Pero Gadi Becker, el veterano luchador, quedó yacente y pa_ cienzudamente despierto, contemplando la oscuridad y escuchando la regular respiración de su joven recluta. ¿Por qué le había hablado de aquella manera? ¿Por qué le había hecho aquellas revelaciones acerca de sí mismo, en el preciso instante en que despachaba a la muchacha a realizar su primera misión? Había ocasiones en las que Gadi Becker dejaba de confiar en sí mismo. Gadi flexionaba los músculos y ello sólo le servía para descubrir que los nervios y tendones de la disciplina ya no los sujetaban tal como antes solían. Se trazaba un camino recto, y cuando miraba hacia atrás se daba cuenta de los errores cometidos. Se preguntó: ¿en qué sueño, en la lucha o en la paz? Era ya demasiado viejo para una y otra cosa. Y también demasiado viejo, sí, demasiado viejo para dejar de luchar. Era demasiado viejo para entregarse y, al mismo tiempo, incapaz de contenerse. Demasiado viejo para no percibir el olor de la muerte, antes de matar.

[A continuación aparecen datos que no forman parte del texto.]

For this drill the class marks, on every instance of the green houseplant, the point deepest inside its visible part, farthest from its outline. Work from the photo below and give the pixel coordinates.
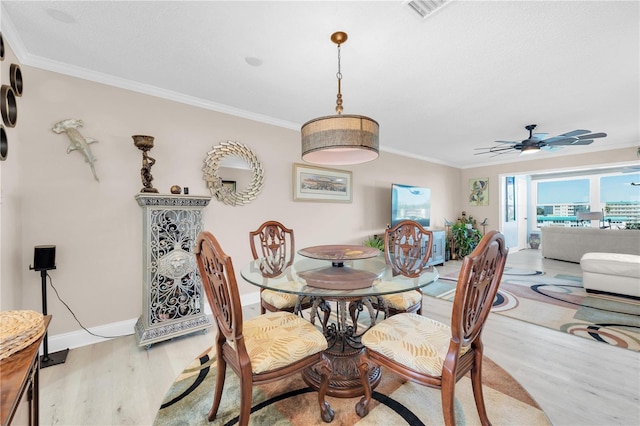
(376, 242)
(464, 239)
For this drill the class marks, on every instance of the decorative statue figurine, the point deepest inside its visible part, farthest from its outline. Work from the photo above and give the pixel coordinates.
(144, 144)
(78, 142)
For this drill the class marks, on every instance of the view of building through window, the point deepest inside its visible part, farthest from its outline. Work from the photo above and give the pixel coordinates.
(611, 200)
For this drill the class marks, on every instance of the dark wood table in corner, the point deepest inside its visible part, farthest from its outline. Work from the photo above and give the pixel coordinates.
(342, 333)
(19, 375)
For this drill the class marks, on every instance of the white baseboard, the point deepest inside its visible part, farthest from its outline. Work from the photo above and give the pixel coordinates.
(79, 338)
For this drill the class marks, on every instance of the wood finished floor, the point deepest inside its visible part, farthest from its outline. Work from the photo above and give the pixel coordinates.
(575, 381)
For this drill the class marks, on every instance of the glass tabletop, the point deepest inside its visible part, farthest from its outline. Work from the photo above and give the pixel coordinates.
(329, 281)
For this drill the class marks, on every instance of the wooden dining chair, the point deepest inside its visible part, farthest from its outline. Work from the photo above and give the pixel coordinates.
(431, 353)
(275, 243)
(260, 350)
(407, 249)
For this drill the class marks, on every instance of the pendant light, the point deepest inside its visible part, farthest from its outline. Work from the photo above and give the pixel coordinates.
(340, 139)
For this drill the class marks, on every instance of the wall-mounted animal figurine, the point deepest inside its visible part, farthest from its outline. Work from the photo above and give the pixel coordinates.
(78, 142)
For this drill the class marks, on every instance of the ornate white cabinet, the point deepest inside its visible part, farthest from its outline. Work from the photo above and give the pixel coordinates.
(173, 301)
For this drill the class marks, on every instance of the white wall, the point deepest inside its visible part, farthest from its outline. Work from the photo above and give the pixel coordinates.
(50, 197)
(96, 227)
(10, 204)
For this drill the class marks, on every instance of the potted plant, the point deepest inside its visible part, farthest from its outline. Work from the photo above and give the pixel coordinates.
(464, 240)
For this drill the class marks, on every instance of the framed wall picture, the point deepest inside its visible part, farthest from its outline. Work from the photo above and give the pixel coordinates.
(230, 185)
(479, 192)
(312, 183)
(510, 199)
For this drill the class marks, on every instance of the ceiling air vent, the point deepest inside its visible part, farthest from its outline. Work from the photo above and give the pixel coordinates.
(425, 8)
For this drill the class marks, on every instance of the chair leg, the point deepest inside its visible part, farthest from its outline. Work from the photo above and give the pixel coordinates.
(476, 383)
(448, 391)
(362, 407)
(325, 370)
(246, 386)
(221, 369)
(325, 307)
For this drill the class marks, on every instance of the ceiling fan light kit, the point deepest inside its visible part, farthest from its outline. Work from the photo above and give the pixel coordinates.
(540, 141)
(340, 139)
(528, 150)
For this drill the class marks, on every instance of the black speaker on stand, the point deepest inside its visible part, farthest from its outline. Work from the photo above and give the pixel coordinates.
(44, 259)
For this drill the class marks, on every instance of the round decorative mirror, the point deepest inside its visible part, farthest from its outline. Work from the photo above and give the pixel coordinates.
(233, 173)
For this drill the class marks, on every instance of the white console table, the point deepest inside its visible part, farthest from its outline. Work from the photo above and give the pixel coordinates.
(173, 301)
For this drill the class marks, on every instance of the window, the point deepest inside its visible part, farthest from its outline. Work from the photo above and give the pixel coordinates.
(559, 201)
(620, 199)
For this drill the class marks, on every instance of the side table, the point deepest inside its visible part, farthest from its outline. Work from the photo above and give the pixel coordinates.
(19, 383)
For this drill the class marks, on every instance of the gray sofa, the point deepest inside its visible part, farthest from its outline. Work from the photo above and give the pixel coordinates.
(570, 244)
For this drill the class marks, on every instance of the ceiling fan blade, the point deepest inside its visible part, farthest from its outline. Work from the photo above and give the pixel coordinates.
(593, 136)
(539, 136)
(576, 133)
(560, 140)
(581, 142)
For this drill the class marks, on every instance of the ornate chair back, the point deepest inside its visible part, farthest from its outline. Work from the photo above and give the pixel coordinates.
(477, 286)
(408, 248)
(447, 352)
(276, 244)
(220, 286)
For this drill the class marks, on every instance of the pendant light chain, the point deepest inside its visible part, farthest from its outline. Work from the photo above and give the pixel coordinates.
(339, 77)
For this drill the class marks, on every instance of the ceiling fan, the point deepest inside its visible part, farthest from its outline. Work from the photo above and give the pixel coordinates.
(541, 141)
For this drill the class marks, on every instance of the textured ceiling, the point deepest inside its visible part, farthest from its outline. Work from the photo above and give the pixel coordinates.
(472, 73)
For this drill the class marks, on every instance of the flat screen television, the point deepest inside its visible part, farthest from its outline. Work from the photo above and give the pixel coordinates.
(410, 203)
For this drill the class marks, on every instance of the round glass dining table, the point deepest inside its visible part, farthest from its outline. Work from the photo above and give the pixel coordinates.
(352, 286)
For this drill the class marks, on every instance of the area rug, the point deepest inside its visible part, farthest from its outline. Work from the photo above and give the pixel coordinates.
(560, 303)
(291, 402)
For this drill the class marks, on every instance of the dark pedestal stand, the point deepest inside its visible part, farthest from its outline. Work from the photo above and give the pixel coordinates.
(47, 359)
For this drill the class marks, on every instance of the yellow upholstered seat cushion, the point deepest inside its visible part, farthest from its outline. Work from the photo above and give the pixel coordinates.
(403, 301)
(277, 339)
(417, 342)
(280, 300)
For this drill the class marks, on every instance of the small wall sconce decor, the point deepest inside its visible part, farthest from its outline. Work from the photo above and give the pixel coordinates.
(15, 78)
(144, 144)
(4, 144)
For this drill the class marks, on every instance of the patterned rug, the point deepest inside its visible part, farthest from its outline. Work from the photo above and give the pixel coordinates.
(291, 402)
(560, 303)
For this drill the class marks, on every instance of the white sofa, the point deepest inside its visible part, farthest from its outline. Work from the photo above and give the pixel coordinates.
(570, 244)
(611, 273)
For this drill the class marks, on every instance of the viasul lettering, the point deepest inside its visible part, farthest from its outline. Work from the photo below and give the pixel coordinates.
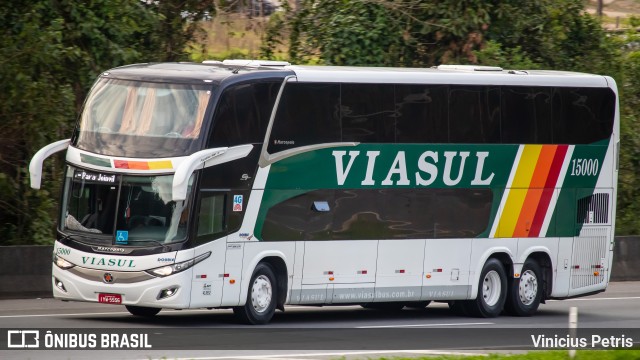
(429, 167)
(100, 261)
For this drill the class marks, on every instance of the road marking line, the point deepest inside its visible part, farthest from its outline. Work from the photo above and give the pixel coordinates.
(422, 325)
(346, 353)
(104, 313)
(597, 299)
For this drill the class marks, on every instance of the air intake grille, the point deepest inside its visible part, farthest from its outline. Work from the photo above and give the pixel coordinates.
(593, 209)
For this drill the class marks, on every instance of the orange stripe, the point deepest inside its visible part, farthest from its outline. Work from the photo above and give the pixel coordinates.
(517, 193)
(160, 165)
(532, 199)
(138, 165)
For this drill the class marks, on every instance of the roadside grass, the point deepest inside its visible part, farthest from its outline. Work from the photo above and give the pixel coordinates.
(542, 355)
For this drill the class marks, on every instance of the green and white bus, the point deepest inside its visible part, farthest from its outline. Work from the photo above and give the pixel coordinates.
(258, 184)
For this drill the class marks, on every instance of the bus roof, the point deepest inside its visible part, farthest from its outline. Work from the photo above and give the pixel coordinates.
(192, 72)
(217, 72)
(471, 75)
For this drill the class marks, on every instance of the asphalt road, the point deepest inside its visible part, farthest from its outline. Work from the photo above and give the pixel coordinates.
(326, 332)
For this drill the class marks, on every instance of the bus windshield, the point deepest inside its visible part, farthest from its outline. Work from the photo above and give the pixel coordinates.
(123, 210)
(165, 119)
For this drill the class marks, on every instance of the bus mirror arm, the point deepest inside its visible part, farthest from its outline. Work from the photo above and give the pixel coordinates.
(201, 159)
(35, 166)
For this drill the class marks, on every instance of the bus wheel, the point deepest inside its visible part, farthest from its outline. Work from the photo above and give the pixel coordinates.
(525, 293)
(492, 291)
(142, 310)
(261, 297)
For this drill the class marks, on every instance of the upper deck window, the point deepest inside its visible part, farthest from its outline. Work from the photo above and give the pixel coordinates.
(160, 119)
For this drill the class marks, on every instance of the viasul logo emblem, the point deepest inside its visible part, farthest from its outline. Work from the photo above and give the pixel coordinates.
(108, 278)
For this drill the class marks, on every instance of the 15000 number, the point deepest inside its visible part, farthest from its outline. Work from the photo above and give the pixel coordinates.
(584, 167)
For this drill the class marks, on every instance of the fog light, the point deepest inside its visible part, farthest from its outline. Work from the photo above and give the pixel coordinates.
(59, 284)
(168, 292)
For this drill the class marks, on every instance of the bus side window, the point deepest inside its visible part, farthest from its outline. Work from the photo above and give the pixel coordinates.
(367, 113)
(242, 114)
(211, 216)
(526, 115)
(308, 113)
(474, 114)
(582, 116)
(421, 114)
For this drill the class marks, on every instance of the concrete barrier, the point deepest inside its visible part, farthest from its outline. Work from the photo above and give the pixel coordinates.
(25, 271)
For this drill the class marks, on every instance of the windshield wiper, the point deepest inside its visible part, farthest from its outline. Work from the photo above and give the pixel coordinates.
(165, 247)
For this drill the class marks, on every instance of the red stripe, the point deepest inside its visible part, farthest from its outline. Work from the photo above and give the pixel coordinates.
(547, 193)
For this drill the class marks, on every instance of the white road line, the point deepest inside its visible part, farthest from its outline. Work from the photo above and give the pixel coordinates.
(185, 311)
(107, 313)
(421, 325)
(598, 299)
(344, 353)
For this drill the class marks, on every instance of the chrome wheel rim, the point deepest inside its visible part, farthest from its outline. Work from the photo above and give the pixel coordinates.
(528, 287)
(261, 292)
(491, 288)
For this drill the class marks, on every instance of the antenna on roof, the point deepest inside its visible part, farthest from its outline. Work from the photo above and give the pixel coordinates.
(247, 62)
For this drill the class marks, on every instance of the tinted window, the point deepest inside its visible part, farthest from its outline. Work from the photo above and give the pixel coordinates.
(421, 113)
(367, 113)
(220, 213)
(242, 114)
(380, 214)
(474, 114)
(582, 115)
(526, 115)
(211, 214)
(307, 114)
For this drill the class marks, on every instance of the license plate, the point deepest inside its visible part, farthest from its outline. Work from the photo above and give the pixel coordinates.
(110, 298)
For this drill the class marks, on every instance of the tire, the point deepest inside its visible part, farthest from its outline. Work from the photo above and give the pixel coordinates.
(524, 294)
(261, 297)
(417, 304)
(142, 310)
(492, 291)
(384, 306)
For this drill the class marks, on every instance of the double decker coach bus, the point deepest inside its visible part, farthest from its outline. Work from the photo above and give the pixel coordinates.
(253, 184)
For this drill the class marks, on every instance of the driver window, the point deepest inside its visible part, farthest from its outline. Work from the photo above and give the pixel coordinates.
(211, 215)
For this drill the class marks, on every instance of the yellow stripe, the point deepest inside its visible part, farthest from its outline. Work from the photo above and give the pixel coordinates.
(518, 192)
(160, 165)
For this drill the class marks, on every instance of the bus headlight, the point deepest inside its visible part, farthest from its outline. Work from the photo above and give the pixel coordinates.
(176, 268)
(62, 263)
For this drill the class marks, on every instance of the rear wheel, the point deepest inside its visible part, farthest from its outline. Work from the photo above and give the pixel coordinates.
(142, 310)
(525, 293)
(261, 297)
(492, 291)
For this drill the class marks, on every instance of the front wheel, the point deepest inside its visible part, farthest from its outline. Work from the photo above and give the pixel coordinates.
(261, 297)
(492, 291)
(142, 310)
(525, 293)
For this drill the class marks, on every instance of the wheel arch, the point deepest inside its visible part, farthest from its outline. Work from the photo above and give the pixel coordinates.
(543, 258)
(502, 254)
(275, 259)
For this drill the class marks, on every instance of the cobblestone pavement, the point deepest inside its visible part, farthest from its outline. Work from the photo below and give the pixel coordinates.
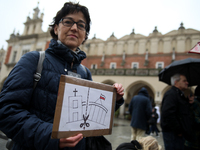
(121, 133)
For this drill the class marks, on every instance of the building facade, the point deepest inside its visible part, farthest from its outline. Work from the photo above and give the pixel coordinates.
(133, 60)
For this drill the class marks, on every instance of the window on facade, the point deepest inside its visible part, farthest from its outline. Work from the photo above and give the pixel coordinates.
(25, 51)
(159, 65)
(38, 49)
(135, 65)
(112, 65)
(14, 56)
(94, 66)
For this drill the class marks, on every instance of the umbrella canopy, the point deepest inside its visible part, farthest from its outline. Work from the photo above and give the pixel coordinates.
(190, 67)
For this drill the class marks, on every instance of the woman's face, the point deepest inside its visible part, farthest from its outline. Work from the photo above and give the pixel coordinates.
(72, 36)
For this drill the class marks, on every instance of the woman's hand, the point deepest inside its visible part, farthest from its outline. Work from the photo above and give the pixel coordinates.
(120, 90)
(71, 141)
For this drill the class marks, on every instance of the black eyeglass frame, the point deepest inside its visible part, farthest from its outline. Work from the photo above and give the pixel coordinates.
(74, 22)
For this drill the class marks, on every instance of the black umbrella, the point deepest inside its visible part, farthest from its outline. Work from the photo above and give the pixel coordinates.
(190, 67)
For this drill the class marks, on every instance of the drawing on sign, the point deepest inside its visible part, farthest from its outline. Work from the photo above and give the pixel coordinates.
(85, 108)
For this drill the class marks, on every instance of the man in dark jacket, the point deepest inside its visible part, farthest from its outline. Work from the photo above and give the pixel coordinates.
(175, 114)
(140, 110)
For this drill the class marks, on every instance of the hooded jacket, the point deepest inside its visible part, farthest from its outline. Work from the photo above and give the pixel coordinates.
(26, 115)
(140, 109)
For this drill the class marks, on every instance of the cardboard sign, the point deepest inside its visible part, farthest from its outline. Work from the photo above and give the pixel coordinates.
(83, 107)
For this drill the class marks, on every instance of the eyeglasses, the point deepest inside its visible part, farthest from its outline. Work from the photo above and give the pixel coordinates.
(68, 22)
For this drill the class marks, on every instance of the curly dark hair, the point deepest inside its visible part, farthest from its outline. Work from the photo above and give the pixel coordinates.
(70, 8)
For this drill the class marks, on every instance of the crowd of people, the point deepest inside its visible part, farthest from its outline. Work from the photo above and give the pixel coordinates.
(27, 114)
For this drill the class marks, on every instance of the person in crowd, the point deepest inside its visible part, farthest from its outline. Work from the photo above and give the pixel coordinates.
(195, 143)
(144, 143)
(176, 117)
(140, 110)
(153, 122)
(26, 115)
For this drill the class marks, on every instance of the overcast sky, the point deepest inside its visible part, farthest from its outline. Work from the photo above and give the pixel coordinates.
(108, 16)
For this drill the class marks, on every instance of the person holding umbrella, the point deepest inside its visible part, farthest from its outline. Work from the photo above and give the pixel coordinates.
(176, 118)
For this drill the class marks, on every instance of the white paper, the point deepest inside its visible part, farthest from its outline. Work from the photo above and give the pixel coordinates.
(85, 108)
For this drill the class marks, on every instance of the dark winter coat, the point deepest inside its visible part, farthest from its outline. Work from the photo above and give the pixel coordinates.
(175, 113)
(140, 109)
(26, 115)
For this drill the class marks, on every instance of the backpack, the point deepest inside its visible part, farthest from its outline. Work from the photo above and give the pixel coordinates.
(133, 145)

Volvió a aguzar el oído, y advirtió que la respiración de la muchacha había adquirido el más calmo ritmo del sueño. Al estilo de Kurtz, agarrándose la muñeca, Gadi Becker levantó el antebrazo y, en la oscuridad consultó la esfera de su reloj luminoso. Luego, tan silenciosamente que Charlie, incluso en el caso de hallarse plenamente despierta, hubiera tenido dificultades en oírle, Becker se puso su blazer rojo y salió sigilosamente al cuarto.

El conserje nocturno era un hombre siempre alerta, y le bastó sólo echar una ojeada al bien vestido caballero para intuir la proximidad de una buena propina.

En tono de premura, Becker le preguntó:

- ¿Tiene impresos de telegramas?

El conserje de noche se hundió al instante debajo del mostrador.

Becker comenzó a escribir cuidadosamente, con letra grande y en tinta negra. Recordaba de memoria las señas, que eran las de un abogado de Ginebra que transmitiría el mensaje. Kurtz le había dado estas señas, desde Munich, después de conseguir, por razones de mayor seguridad, que Yanuka le confirmara que las señas seguían siendo válidas. Becker también recordaba el texto de memoria. Comenzaba diciendo: «Comunique a su cliente…» Y, a continuación el mensaje se centraba en los avances conseguidos en la colaboración, de acuerdo con nuestro previsto contrato. El mensaje tenía cuarenta y cinco palabras, y Becker, después de repasarlo, añadió la rígida y personalista firma que Schwili pacientemente le había enseñado a trazar. Luego, empujó el telegrama al través del mostrador, y dio al conserje una propina de quinientas dracmas, diciéndole:

- Mande este telegrama dos veces, ¿comprende? Si, el mismo mensaje dos veces, La primera ahora mismo, por teléfono, y la segunda por la mañana, en la oficina de telégrafos. No encargue el trabajo a un botones, hágalo usted mismo. Luego, me manda una copia de confirmación del envío.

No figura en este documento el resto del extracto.